La mise au point la plus fracassante de la carrière de Djokovic
Malgré une phase de poules chahutée, Novak Djokovic a conclu les ATP Finals par deux démonstrations de force qui, un fois de plus, à 36 ans, conduisent à observer que la relève n’a pas encore le volume de jeu pour le contester.
Novak Djokovic n’a pas exactement l’art de mettre tout le monde d’accord. Par sa personnalité, ses choix et son goût de la confrontation, il est un exemple quasiment unique de champion de premier plan capable de se faire acclamer pour ses performances et huer pour ses attitudes, plusieurs fois le même jour, devant le même public.
Dans sa finale des ATP Finals survolée contre Jannik Sinner (6-3, 6-3), cela s’est encore produit. Comme la veille face à Alcaraz. Comme au Rolex Paris Masters où cela avait aussi nourri son parcours jusqu’à la victoire.
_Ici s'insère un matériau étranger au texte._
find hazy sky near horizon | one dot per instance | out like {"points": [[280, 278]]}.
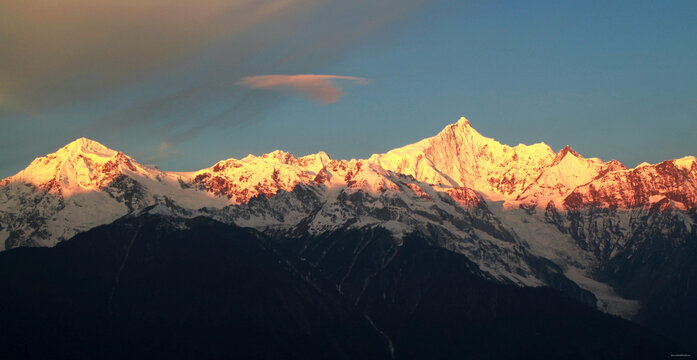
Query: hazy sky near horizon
{"points": [[186, 84]]}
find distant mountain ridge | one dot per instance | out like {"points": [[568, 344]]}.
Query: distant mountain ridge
{"points": [[525, 215]]}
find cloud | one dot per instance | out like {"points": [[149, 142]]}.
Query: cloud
{"points": [[159, 70], [56, 51], [320, 88]]}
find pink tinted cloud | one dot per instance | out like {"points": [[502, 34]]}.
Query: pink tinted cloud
{"points": [[320, 88]]}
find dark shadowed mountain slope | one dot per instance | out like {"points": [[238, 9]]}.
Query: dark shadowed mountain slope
{"points": [[159, 287], [142, 288]]}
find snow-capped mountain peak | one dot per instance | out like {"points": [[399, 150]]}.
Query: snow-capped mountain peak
{"points": [[80, 166]]}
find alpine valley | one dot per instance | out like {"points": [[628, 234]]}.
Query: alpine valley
{"points": [[454, 246]]}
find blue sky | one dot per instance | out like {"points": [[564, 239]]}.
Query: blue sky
{"points": [[612, 79]]}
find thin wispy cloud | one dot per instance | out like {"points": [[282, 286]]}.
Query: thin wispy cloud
{"points": [[320, 88]]}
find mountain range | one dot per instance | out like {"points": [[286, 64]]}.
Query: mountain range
{"points": [[442, 215]]}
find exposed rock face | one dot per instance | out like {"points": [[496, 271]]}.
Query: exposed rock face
{"points": [[524, 215]]}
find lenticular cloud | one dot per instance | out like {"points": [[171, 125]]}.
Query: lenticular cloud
{"points": [[320, 88]]}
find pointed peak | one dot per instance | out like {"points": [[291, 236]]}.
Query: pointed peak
{"points": [[463, 122], [564, 152], [280, 155], [84, 145], [568, 150], [685, 163]]}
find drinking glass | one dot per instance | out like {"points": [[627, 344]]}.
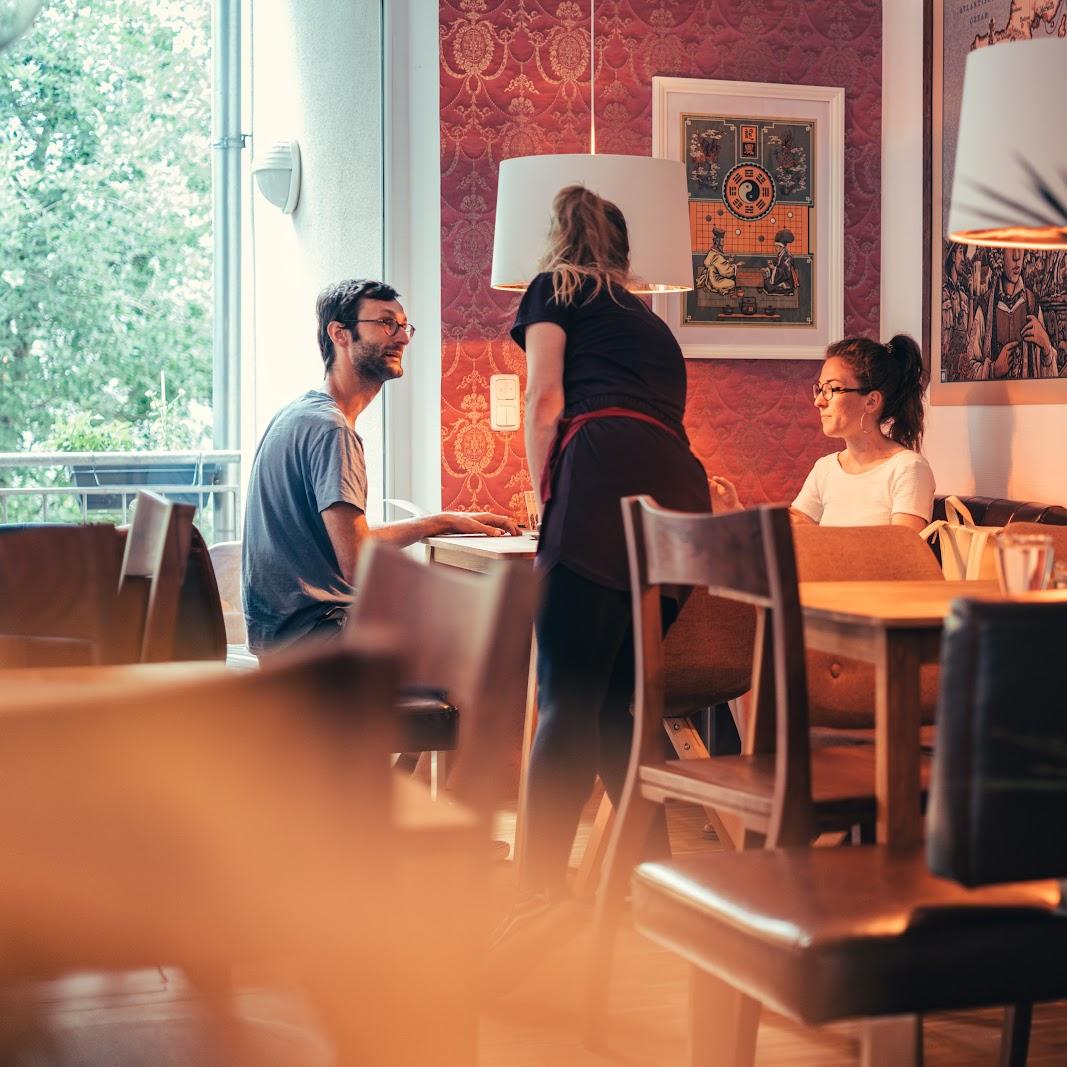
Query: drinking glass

Mais si l’on prend le sens figuré de la formule « mettre tout le monde d’accord », alors Djokovic est passé maître dans l’art de faire le silence et de toiser l’assistance de son fameux rictus de satisfaction. La saison 2023 n’est peut-être pas, sur le strict plan mathématique, la saison la plus impressionnante de sa carrière – c’est discutable, et on va y revenir. Mais elle est, sur le plan du storytelling, des messages envoyés, aussi bien sur le fond que sur la forme, un acte d’autorité à couper le souffle, probablement sans précédent dans le tennis moderne.
Trois Grands Chelems sur quatre pour la quatrième fois
En 2023, comme en 2011, 2015 et en 2021, Djokovic a gagné trois des quatre levées du Grand Chelem. Comme en 2015 et 2021, il a atteint la finale des quatre tournois majeurs et a raté le Grand Chelem d’un cheveu. Comme en 2015, il a ajouté le Masters à sa panoplie d’une saison quasi parfaite.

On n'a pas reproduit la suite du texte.